A siete u ocho millas al Sur se veían, no dos aves de rapiña, sino dos embarcaciones, que navegaban de conserva siguiendo la misma ruta que la chalupa.
No costaba mucho trabajo reconocerlas como dos piraguas de isleños, pues son bien distintas de las nuestras.
Consisten en troncos de árboles ahuecados de unos cuarenta pies de largo, con cubiertas provistas de barandas de bambú.
Las que veían nuestros náufragos llevaban grandes velas triangulares de filamentos vegetales entretejidos, e iban tripuladas por muchos hombres negros medio desnudos, que se distinguían sobre los puentes.
—Son papúes, si no me engaño—dijo el Capitán—. Mala vecindad, amigos míos.
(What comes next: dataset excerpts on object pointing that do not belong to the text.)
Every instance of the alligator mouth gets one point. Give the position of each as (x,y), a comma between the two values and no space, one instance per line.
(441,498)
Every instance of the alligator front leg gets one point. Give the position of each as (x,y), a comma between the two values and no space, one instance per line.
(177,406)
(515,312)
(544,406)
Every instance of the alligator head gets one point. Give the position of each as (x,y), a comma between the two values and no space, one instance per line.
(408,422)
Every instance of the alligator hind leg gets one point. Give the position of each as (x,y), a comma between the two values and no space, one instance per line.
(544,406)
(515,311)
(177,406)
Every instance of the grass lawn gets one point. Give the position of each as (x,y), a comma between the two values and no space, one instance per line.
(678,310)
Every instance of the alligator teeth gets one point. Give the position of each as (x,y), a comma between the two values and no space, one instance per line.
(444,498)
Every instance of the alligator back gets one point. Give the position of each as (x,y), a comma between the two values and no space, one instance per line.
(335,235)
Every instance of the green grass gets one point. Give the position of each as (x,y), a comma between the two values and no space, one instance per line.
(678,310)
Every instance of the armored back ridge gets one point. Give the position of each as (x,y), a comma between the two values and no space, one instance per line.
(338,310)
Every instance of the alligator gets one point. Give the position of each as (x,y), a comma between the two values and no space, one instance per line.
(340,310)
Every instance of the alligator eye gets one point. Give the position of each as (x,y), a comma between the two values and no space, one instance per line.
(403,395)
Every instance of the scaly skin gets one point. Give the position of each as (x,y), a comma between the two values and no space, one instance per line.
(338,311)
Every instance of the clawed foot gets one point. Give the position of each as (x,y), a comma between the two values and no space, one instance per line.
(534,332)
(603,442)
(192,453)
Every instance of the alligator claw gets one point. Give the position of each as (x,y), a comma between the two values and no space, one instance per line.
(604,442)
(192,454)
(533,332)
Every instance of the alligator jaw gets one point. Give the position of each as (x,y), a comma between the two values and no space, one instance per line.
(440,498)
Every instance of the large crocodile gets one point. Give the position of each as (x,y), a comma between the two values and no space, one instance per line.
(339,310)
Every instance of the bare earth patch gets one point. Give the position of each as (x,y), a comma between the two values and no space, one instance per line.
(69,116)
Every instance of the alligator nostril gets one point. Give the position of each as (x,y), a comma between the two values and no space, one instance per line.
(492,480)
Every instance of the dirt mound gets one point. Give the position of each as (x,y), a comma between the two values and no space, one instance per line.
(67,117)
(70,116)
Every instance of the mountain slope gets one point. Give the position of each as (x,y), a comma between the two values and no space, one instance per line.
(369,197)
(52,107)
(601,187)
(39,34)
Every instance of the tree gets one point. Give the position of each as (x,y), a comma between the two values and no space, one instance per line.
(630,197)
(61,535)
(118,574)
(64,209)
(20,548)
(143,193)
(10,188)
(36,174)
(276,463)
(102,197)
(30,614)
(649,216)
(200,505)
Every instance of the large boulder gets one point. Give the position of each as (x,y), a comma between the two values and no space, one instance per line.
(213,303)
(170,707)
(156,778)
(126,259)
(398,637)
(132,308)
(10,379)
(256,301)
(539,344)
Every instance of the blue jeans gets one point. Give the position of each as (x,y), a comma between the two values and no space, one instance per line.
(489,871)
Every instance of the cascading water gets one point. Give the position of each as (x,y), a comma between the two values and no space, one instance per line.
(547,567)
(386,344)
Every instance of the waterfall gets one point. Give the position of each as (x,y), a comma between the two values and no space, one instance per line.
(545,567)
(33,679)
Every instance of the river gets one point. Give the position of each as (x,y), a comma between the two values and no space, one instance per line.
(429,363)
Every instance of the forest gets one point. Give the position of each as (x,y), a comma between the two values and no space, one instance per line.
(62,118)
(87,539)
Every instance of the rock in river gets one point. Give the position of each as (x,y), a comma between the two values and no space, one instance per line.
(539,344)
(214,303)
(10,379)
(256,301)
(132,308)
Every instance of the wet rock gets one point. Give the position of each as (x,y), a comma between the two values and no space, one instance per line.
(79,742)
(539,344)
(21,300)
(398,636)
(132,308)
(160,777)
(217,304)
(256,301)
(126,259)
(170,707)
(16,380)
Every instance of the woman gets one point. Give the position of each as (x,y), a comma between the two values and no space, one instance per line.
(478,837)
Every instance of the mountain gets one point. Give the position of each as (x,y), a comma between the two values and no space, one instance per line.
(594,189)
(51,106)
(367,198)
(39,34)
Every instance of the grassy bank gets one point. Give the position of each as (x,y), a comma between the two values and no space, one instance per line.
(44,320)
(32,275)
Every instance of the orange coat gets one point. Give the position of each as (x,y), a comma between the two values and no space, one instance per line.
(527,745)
—¿Se trata de piratas?—preguntó Van-Horn.
—Lo temo, viejo mío; y hasta parece que tratan de alcanzarnos.
—¿Son muchos?—preguntó Cornelio.
—Cuarenta, por lo menos—respondió el Capitán.
—¿Usan armas de fuego los papúes?
—Armas de fuego, no; pero sí flechas envenenadas con jugo del upas, y que lanzan muy diestramente con la cerbatana. También usan lanzas y ciertas hachas pesadas, que llaman parangs, con las cuales, de un solo golpe decapitan a una persona.
—No hay, pues, que jugar con esos salvajes.